IMO you should make a decision about the meaning of whitespace in
general, and of line endings in detail, in your language.

Please give an example that would compile differently when linefeeds are
removed, and then answer yourself the question whether this really
will make sense.

DoDi

George Neuner

unread,

Feb 11, 2012, 12:59:57 PM2/11/12

to

IMO making the newlines significant is a really bad idea ... but
leaving that aside I believe the most effective way would be to have
your lexer return a special "end-of-line" code for either semicolon or
newline and make the end-of-line code optional where it need not be.

You don't say whether your parser is handwritten or tool generated (or
which tools) ... so I can't really give an example.

George

Karsten Nyblad

unread,

Feb 12, 2012, 3:21:48 AM2/12/12

to

> I'm trying write an parser to my compiler, and I'm interessed to
ignore the break line (\n) sometimes. E.g:
>
> if true then [\n]
> foo(); [\n]
> end; [\n]

One option is to write a recursive descendent parser, and have two ways
of calling the lexer: One that return line ends and one that does not.

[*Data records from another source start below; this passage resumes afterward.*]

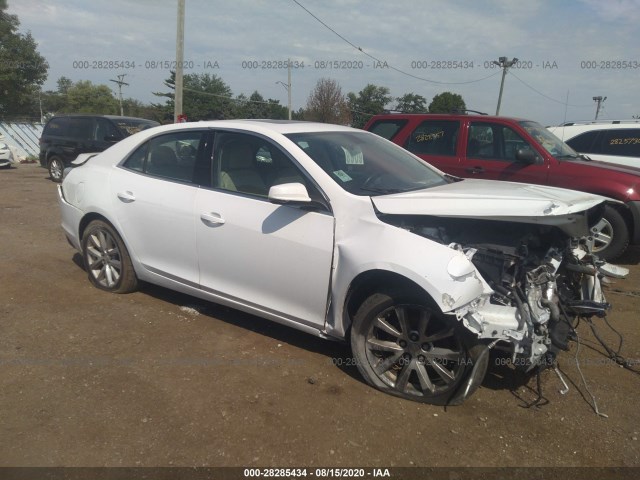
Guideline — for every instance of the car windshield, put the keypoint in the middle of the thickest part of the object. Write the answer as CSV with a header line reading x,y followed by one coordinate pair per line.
x,y
129,126
365,164
548,140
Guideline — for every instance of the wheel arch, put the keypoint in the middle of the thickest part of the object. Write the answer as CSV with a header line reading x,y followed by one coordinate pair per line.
x,y
369,282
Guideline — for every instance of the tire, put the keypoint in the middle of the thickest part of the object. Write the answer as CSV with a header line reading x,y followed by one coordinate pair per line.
x,y
106,259
56,168
405,347
611,235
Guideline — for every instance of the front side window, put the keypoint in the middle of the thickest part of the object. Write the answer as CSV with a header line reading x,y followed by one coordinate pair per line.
x,y
249,164
180,156
365,164
434,137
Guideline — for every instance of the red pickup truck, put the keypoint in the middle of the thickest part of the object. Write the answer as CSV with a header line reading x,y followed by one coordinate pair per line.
x,y
517,150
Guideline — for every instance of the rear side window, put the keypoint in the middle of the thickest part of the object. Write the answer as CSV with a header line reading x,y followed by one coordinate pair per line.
x,y
623,142
129,126
387,128
434,137
80,128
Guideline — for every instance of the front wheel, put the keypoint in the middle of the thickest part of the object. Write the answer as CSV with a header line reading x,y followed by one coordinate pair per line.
x,y
106,259
610,234
407,348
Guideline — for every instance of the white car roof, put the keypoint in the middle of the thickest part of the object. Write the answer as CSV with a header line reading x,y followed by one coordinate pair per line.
x,y
257,125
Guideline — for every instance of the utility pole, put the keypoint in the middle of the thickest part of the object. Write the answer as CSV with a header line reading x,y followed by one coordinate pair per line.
x,y
504,64
287,86
599,101
289,80
179,62
120,82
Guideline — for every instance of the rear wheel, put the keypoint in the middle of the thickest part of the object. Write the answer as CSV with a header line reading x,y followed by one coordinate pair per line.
x,y
106,259
56,168
407,348
610,234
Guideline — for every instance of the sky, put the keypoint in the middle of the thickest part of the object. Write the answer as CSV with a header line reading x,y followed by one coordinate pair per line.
x,y
568,51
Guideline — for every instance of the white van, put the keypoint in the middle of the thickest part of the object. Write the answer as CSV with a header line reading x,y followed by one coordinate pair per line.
x,y
612,141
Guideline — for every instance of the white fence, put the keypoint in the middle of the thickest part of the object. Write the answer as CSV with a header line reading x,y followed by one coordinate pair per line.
x,y
25,137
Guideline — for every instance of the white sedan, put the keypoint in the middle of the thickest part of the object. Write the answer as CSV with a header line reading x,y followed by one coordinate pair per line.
x,y
341,234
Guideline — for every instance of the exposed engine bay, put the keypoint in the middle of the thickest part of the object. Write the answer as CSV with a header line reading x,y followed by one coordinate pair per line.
x,y
542,280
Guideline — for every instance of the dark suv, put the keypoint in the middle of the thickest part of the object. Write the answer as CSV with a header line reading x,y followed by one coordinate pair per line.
x,y
66,137
501,148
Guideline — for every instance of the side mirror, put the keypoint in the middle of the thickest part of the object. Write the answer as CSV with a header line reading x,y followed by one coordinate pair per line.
x,y
289,193
528,156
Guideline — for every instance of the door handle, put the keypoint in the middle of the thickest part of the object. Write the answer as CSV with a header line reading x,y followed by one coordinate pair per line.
x,y
212,217
126,197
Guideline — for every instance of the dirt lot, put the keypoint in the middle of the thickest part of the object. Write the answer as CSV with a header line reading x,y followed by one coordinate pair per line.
x,y
153,378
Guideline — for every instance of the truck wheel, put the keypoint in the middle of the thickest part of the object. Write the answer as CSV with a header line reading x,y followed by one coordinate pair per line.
x,y
611,235
405,347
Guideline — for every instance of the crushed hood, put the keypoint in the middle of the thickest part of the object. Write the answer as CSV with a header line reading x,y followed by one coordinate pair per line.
x,y
494,200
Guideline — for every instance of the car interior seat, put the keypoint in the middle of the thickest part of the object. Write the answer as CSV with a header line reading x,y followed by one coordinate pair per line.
x,y
238,170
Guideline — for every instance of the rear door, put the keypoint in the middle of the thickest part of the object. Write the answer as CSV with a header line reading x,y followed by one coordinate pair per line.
x,y
276,258
154,193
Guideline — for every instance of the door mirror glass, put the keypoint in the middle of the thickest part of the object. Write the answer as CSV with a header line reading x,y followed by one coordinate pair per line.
x,y
289,193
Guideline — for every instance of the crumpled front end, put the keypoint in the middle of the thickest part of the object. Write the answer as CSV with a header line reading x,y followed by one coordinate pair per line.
x,y
541,280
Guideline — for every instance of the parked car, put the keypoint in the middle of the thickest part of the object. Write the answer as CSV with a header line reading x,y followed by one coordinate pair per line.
x,y
342,234
613,141
65,137
6,156
501,148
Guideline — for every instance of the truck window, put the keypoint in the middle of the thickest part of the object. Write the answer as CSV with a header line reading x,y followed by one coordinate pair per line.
x,y
434,137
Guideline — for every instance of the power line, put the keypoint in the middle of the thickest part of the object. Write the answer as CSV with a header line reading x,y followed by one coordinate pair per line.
x,y
545,96
274,102
387,63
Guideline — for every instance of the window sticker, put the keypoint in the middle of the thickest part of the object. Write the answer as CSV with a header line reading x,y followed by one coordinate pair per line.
x,y
624,141
427,137
353,156
342,175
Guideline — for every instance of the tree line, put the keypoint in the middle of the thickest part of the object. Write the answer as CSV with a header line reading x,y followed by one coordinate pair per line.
x,y
23,71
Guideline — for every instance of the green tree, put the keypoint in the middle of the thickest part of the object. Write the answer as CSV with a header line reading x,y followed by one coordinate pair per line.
x,y
257,107
447,102
370,101
204,97
411,103
327,104
22,69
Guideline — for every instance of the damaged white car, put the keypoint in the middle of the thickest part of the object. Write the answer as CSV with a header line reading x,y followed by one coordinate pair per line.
x,y
340,233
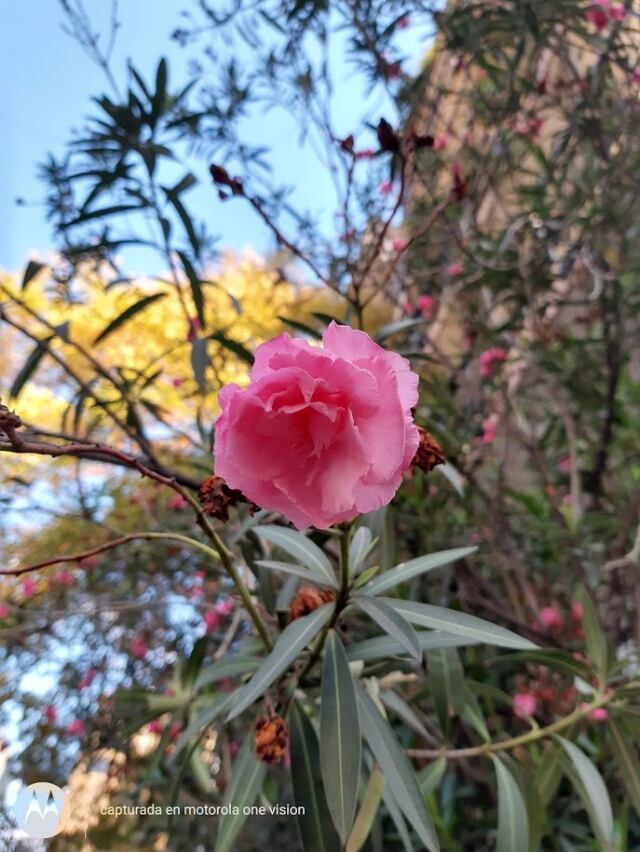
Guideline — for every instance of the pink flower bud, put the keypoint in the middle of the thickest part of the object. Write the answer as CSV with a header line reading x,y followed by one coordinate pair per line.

An other option is to base your parsing on a parser generator like
bison, and modify the code that drives the automaton. That code is
modified such that when the lexer returns a line feed token, you copy
the stack of states, and on the copy you simulate the actions that the
parser would have taken. When the simulation stacks the line feed, you
throw away the copy and resume parsing on the real stack with the line
feed in the window. When the simulation encounters an error, you throw
away the simulation AND the line feed and call the lexer again.

If you chose the second option, it is important that you chose the right
parser generator, because some parser generators already generate code
that can help you. Many LR parser generators, e.g., bison, include
facilities for generalised LR parsing, and many LL parser generators
include facilities for backtracking. That might help you.

Karsten Nyblad

Stefan Monnier

unread,

Feb 12, 2012, 10:48:20 AM2/12/12

to

> So, in the first line, the '\n' after 'then' isn't important, but in the
> second "foo();" could replace the need of the semicolon to conclude the
> statement, or still, in the 'end'.

A simple approach is to treat every newline as a semi-colon, and then to
adapt your grammar so as to accept (and ignore) extra semi-colons.
I.e. accept "if true then; foo(); ; end; ;"

Stefan

Joshua Cranmer

unread,

Feb 12, 2012, 1:03:13 PM2/12/12

to

On 2/11/2012 8:56 AM, Geovani de Souza wrote:
> Hi all!
>
> I'm trying write an parser to my compiler, and I'm interessed to
> ignore the break line (\n) sometimes. E.g:
>
> if true then [\n] foo(); [\n] end; [\n]
>
> So, in the first line, the '\n' after 'then' isn't important, but in
> the second "foo();" could replace the need of the semicolon to
> conclude the statement, or still, in the 'end'.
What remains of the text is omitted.